Older Patients Benefit From Modified Cosmetic Plastic Surgery Techniques.

NEW YORK, NY (February 1, 2002) — Women and men age 65 and older accounted for 7 percent of cosmetic procedures performed in 2000, and the number of procedures performed on people in this age group has increased 352 percent since 1997, according to statistics from the American Society for Aesthetic Plastic Surgery (ASAPS). Plastic surgeons say that there are special considerations when performing cosmetic surgery on older adults but that age, in itself, is not a contraindication to surgery.

Skin elasticity, which gradually diminishes as we age, is one of the primary factors affecting the quality and longevity of results from many cosmetic surgeries. "Patients who wait until relatively late in life for their first facelift or body contouring procedure may have a very extreme amount of tissue to be removed or tightened," says Malcolm Paul, MD, president of ASAPS, the leading professional society of board-certified plastic surgeons who specialize in cosmetic surgery. "With one operation, we may not be able to achieve quite the same result as we could with a younger patient or someone who has had a previous surgery, but improvements can still be very dramatic."

Surgical techniques may sometimes need to be altered for the older adult. For example, when a facelift is performed on someone with thinning hair, the incisions may be placed to better camouflage the scars.

Older patients who have a facelift may choose to have their earlobes reduced at the same time. "This is because the earlobe grows and stretches with aging, and it may look out of proportion after the facial tissues have been tightened," says Dr. Paul.

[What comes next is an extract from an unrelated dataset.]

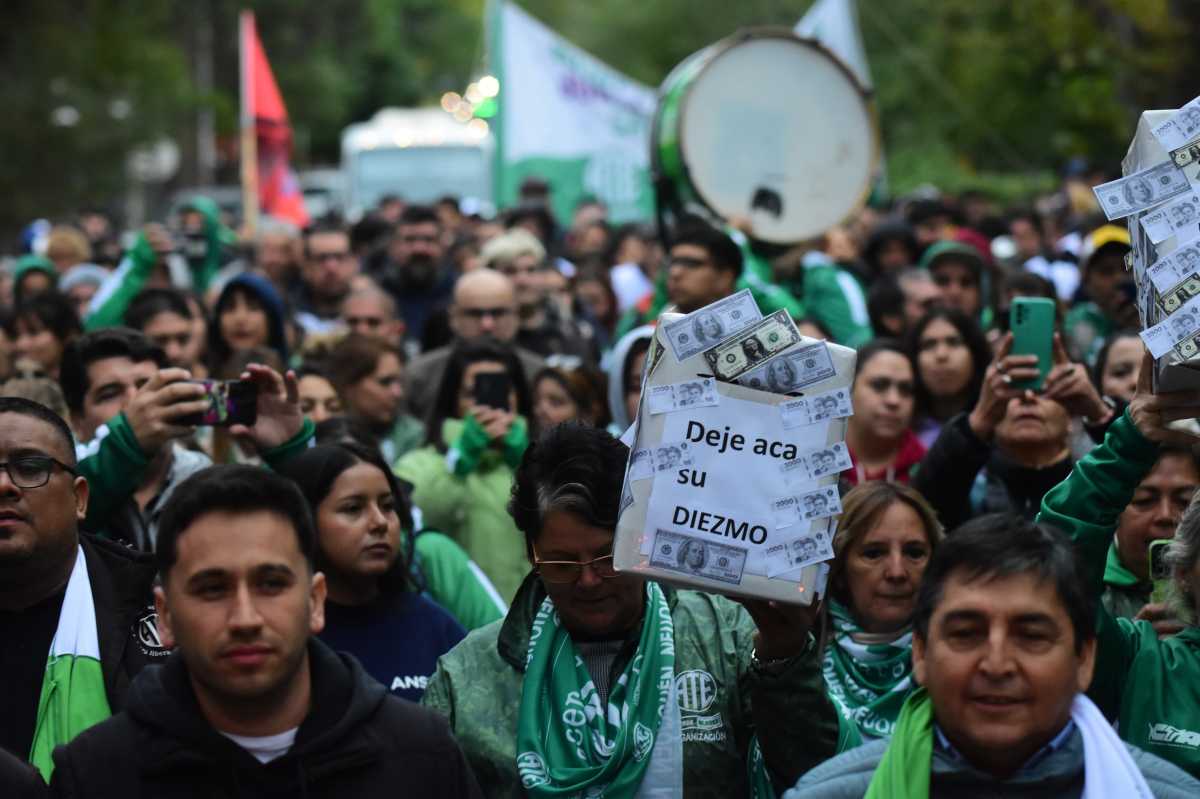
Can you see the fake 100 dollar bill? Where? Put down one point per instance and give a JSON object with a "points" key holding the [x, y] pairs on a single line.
{"points": [[696, 557], [790, 372], [712, 324], [750, 348], [1141, 190]]}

For eyelid surgery, tissue removal may need to be more conservative, since older patients have a greater tendency to develop "dry eye." For facial peels, several mild peels may sometimes be preferable to a deep chemical peel, since an older adult's skin is significantly thinner.

Older patients who undergo lipoplasty (liposuction) in the abdominal area often will require a modified tummy tuck to get rid of excess skin that has lost its elasticity.

For older patients with certain types of medical conditions, extra precautions may be advisable to ensure safety. These can include additional medical personnel or, in some cases, having their surgery in a hospital setting. When special accommodations are necessary, patients must understand that the overall cost of surgery will increase.

Recovery periods for patients 65 and older may be slightly longer than for younger people undergoing similar procedures. Bruising may take several extra days to subside, and healing of incisions may also take longer.

There is generally a high level of satisfaction among older patients undergoing cosmetic plastic surgery, says Dr. Paul. "Most often, older patients say that the surgery has given them a psychological boost." In addition, he adds, some adults over 65 who are retired say they plan to re-enter the job market. They have active social lives and may be seeking new marriage partners.

As our life expectancy continues to increase, having cosmetic surgery in our 70s and 80s will become increasingly common. "People today see no reason to age in the traditional way," says Dr. Paul. "They want to look their best at every age, and cosmetic surgery can help them do that."


The American Society for Aesthetic Plastic Surgery (ASAPS), is recognized as the world's leading organization devoted entirely to aesthetic plastic surgery and cosmetic medicine of the face and body. ASAPS is comprised of over 2,600 Plastic Surgeons; Active Members are certified by the American Board of Plastic Surgery (USA) or by the Royal College of Physicians and Surgeons of Canada and have extensive training in the complete spectrum of surgical and nonsurgical aesthetic procedures. International Active Members are certified by equivalent boards of their respective countries. All members worldwide adhere to a strict Code of Ethics and must meet stringent membership requirements.